Kur'an-ı Kerim ve Türkçe Meali Sayfa 184
53. İşte bu böyledir. . . Bir topluluk nefslerindekini değiştirmedikçe, Allâh onlara (hakikatlerinden) olan nimetini değiştirmez! Allâh Semi'dir, Aliym'dir.
54. Tıpkı Firavun hanedanı ve onlardan öncekilerin vaziyeti gibi (durumları)! (Onlar) Rablerinin işaretlerindeki varlığını (Rabbanî özelliklerini) yalanladılar, (biz de) onları suçları sonucu helâk ettik ve Âl-i Firavun'u da suda boğduk! Hepsi zâlimlerdi.
55. Allâh indînde hareket eden canlıların en şerrlisi, hakikat bilgisini inkâr edenlerdir! Onlar iman etmezler!
56. Onlar (Medine-i Münevvere civarındaki Yahudi kabileler), kendileri ile antlaşma yaptığın kimselerdir. . . Sonra da her defasında sözlerini bozarlar. . . Onlar korunmazlar (Allâh'tan sakınmazlar).
57. Eğer onları harpte yakalarsan, onlarla, onların arkalarında bulunanları dağıt ki ibret alsınlar.
58. Şayet bir topluluğun ihanetinden endişen varsa, anlaşmayı geçersiz saydığını önceden onlara bildir! Muhakkak ki Allâh ihanet edenleri sevmez.
59. O hakikat bilgisini inkâr edenler, sakın kaçarak kendilerini kurtaracaklarını sanmasınlar. . . Kesinlikle onlar (Allâh'ı) dilediğini yapmaktan âciz bırakamazlar!

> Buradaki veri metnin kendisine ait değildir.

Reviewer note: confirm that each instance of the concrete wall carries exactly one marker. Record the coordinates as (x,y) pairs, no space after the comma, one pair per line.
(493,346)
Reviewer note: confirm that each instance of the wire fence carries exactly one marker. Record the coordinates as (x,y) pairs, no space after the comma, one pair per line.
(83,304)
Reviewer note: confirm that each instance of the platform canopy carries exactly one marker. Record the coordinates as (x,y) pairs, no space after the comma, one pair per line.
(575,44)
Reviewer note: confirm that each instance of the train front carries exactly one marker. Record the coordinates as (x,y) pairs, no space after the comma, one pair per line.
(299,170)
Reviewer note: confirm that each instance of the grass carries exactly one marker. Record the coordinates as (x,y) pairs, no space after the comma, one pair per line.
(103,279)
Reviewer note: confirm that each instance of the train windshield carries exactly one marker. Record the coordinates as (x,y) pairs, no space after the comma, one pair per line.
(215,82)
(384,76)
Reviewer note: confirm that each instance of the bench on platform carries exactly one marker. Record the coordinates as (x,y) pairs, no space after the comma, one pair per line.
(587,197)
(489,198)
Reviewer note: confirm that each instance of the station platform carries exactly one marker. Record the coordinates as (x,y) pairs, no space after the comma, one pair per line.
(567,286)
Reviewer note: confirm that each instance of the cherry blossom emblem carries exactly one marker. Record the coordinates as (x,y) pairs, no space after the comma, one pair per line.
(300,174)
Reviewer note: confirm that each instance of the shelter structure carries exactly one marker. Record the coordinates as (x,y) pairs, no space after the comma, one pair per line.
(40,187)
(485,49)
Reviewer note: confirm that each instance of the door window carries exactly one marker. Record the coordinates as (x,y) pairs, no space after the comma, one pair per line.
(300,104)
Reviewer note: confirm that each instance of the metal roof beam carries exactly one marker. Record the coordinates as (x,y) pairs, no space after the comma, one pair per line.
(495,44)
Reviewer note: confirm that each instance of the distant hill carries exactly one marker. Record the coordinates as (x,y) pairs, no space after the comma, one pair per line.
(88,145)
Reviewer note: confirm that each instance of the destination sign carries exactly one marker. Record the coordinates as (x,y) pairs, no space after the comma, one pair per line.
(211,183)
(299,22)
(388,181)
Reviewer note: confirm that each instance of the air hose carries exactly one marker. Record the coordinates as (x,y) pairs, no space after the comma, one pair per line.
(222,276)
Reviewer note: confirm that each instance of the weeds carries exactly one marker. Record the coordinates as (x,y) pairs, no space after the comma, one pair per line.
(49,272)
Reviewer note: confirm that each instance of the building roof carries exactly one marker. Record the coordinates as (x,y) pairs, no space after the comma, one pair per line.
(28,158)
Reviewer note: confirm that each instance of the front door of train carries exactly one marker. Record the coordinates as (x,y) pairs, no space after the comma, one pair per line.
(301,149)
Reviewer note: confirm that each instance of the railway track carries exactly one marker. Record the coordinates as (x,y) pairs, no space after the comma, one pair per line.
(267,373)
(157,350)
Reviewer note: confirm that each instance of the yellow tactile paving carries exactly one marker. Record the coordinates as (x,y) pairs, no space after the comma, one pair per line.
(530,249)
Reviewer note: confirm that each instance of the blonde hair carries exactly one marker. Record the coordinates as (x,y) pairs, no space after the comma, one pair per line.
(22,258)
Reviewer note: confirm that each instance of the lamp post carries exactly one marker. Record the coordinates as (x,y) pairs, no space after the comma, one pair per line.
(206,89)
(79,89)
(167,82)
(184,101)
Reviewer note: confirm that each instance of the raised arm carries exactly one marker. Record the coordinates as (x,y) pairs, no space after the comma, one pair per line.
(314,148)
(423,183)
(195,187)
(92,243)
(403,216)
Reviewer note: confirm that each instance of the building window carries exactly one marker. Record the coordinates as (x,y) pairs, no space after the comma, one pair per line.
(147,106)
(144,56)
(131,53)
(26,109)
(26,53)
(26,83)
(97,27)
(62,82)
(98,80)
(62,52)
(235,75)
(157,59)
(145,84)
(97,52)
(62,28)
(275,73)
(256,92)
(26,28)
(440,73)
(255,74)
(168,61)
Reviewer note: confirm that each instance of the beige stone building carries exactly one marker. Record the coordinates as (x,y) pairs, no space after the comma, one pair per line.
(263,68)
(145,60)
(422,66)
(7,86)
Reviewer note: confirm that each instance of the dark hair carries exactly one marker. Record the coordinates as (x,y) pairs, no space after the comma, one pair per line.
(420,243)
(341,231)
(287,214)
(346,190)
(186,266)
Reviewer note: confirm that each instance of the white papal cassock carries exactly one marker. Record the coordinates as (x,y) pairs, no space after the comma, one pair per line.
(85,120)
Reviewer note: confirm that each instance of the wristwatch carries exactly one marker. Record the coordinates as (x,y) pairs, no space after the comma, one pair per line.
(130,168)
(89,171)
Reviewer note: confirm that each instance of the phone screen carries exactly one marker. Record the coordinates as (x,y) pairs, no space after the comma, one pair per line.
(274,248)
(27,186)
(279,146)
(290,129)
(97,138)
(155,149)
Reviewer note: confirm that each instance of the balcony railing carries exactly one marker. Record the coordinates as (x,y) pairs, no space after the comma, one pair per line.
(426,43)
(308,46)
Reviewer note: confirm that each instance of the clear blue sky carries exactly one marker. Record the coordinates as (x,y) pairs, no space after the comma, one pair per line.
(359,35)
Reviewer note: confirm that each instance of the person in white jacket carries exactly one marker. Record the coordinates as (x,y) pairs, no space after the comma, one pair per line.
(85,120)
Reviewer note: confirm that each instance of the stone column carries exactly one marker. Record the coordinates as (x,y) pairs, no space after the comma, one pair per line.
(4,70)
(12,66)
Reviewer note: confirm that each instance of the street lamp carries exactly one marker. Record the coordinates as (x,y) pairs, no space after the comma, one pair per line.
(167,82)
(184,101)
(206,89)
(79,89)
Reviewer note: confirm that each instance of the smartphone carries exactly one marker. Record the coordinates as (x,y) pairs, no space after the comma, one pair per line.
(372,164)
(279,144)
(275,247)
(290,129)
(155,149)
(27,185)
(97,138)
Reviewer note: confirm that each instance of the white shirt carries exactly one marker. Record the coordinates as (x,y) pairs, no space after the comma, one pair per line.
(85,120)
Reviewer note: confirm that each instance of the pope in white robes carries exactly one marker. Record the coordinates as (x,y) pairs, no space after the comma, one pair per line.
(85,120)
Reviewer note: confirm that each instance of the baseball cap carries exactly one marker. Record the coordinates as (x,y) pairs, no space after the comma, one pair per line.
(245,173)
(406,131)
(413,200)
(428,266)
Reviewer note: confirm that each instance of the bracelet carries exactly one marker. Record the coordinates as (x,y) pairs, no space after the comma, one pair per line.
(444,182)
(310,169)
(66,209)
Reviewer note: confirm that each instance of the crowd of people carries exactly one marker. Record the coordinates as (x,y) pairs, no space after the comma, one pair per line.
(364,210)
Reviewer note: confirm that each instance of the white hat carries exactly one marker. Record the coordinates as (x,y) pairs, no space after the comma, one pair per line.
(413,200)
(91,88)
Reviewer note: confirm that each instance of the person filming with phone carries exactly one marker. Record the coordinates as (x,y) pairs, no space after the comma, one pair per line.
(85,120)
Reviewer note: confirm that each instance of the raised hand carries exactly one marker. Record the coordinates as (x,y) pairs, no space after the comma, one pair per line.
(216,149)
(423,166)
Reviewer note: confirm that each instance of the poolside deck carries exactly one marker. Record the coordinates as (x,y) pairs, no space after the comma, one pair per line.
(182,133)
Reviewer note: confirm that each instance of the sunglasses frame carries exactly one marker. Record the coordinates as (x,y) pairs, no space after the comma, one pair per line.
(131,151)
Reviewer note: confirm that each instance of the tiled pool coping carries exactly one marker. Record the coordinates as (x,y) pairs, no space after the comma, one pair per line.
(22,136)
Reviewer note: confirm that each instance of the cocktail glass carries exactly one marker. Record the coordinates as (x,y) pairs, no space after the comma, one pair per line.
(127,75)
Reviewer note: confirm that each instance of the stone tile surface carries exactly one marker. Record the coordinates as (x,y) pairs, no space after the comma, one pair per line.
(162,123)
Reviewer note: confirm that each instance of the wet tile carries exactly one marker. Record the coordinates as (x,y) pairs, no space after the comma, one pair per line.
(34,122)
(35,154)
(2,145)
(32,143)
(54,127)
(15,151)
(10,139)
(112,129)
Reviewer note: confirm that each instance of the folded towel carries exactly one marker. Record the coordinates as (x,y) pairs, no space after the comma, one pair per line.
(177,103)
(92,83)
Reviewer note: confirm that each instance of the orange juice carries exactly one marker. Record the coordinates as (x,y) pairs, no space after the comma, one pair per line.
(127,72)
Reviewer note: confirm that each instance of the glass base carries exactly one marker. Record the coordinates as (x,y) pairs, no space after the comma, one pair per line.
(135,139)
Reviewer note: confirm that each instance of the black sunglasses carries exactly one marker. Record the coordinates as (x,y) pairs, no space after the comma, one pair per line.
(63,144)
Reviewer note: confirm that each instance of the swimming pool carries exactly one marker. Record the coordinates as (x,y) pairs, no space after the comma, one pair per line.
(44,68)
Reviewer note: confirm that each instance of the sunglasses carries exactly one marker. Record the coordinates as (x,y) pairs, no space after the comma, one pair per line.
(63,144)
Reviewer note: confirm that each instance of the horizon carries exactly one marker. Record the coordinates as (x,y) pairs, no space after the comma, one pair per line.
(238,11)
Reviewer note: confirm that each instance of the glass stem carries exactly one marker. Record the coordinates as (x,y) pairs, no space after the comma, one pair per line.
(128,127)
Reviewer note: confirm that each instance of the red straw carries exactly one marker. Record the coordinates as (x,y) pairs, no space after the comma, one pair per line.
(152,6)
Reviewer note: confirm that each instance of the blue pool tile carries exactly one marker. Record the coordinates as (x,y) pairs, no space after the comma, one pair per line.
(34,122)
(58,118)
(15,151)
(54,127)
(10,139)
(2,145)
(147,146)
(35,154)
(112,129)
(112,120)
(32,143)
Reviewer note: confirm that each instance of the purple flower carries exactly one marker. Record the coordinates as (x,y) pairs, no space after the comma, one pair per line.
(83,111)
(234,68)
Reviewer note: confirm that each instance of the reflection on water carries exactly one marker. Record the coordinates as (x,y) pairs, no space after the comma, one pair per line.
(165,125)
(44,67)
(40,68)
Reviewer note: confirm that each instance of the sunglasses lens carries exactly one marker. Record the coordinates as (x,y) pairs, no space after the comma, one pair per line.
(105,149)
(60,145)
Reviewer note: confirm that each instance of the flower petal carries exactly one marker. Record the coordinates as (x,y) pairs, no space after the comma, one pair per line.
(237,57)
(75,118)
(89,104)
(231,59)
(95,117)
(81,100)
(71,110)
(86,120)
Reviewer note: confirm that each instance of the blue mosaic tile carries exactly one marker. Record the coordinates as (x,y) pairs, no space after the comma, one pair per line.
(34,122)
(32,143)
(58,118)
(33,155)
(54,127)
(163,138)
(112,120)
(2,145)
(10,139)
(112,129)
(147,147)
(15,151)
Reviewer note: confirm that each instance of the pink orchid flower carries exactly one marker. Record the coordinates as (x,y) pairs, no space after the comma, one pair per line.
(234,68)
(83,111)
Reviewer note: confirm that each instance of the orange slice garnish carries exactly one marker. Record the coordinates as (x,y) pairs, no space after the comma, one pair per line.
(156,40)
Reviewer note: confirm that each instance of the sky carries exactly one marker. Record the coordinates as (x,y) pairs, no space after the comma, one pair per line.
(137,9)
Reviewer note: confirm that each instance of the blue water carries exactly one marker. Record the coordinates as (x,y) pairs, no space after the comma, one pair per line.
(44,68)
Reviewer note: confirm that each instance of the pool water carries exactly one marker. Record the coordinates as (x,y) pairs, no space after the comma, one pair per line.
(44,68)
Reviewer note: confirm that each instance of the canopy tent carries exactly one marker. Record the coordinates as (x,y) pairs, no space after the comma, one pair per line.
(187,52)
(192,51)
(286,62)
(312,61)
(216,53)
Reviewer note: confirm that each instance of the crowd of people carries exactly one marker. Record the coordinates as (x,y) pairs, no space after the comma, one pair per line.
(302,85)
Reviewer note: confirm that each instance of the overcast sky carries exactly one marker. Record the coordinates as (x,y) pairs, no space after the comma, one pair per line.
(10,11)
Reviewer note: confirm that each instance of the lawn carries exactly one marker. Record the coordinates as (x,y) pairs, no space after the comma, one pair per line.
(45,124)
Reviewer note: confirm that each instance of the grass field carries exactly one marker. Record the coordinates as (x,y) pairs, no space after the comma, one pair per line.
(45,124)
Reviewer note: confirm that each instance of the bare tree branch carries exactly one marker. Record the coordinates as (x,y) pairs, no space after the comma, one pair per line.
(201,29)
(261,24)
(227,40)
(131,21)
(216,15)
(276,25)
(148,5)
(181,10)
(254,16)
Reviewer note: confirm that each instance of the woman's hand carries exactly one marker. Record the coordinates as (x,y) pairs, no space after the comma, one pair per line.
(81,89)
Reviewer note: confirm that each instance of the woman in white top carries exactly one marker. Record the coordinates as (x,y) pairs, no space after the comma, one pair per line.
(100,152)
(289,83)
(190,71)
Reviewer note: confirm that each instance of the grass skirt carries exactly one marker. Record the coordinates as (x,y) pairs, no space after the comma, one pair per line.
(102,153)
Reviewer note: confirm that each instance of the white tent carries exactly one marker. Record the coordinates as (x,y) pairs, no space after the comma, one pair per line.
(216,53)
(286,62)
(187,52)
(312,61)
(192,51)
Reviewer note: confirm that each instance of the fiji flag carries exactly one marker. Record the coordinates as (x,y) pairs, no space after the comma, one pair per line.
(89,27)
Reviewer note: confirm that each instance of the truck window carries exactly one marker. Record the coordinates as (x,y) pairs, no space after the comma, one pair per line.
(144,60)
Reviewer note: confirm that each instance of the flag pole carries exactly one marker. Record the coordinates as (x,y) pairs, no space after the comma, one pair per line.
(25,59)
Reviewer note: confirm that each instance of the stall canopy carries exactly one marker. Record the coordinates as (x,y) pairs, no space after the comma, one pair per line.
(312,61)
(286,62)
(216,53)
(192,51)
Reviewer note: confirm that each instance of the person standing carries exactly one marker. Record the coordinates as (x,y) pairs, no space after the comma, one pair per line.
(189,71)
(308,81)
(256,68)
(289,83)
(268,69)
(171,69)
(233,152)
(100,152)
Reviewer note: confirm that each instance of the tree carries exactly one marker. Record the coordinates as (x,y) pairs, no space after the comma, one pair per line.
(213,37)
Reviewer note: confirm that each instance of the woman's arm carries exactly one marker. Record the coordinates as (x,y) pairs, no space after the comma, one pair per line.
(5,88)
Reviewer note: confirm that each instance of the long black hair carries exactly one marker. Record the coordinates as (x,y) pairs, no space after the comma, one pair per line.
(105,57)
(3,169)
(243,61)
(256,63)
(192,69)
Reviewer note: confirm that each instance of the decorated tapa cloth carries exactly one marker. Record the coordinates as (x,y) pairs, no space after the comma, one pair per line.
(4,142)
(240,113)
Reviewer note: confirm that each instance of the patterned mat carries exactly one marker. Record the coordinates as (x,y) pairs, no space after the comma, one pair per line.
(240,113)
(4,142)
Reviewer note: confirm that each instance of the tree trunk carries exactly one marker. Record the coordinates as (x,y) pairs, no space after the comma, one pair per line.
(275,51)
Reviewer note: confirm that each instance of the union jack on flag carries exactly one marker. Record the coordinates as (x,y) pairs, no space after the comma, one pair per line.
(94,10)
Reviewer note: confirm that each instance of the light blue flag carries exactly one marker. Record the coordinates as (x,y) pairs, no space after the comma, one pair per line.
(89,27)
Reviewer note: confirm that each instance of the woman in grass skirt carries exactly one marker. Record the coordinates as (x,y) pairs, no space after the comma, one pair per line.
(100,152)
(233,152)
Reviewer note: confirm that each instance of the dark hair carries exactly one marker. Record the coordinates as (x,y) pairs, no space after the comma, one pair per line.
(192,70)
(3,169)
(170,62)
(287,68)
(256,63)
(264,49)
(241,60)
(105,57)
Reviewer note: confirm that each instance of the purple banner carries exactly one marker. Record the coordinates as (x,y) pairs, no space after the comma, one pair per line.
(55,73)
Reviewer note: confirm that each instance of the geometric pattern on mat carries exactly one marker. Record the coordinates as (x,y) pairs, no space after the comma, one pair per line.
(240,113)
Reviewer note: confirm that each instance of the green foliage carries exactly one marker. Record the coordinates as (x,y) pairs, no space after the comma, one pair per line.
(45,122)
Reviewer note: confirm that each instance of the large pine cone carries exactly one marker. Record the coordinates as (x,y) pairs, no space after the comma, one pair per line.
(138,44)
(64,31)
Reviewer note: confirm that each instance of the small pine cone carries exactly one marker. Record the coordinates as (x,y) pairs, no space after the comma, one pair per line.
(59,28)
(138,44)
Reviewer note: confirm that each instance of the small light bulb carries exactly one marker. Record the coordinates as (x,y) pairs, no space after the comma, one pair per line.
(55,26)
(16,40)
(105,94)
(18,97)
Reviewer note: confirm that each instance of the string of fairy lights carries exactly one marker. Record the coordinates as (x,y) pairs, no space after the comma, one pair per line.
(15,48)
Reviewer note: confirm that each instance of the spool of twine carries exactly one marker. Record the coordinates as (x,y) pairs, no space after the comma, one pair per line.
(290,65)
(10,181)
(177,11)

60. Onlar için gücünüz yettiğince kuvvet toplayın ve (cihad için) bağlanarak beslenmiş atlar hazırlayın ki onunla Allâh düşmanını, sizin düşmanınızı ve onlardan başka, Allâh'ın bilip sizin bilmediğiniz diğerlerini korkutasınız. . . Allâh uğruna ne bağışlarsanız, mükâfatı size tam ödenir ve hakkınız asla yenmez!
61. Eğer barışa yanaşırlar ise, sen de ona (barışa) yanaş! Allâh'a tevekkül et (Allâh'ı vekîl tut = El Vekiyl isminin kuvvesine yönel)! Çünkü O, Semi'dir, Aliym'dir.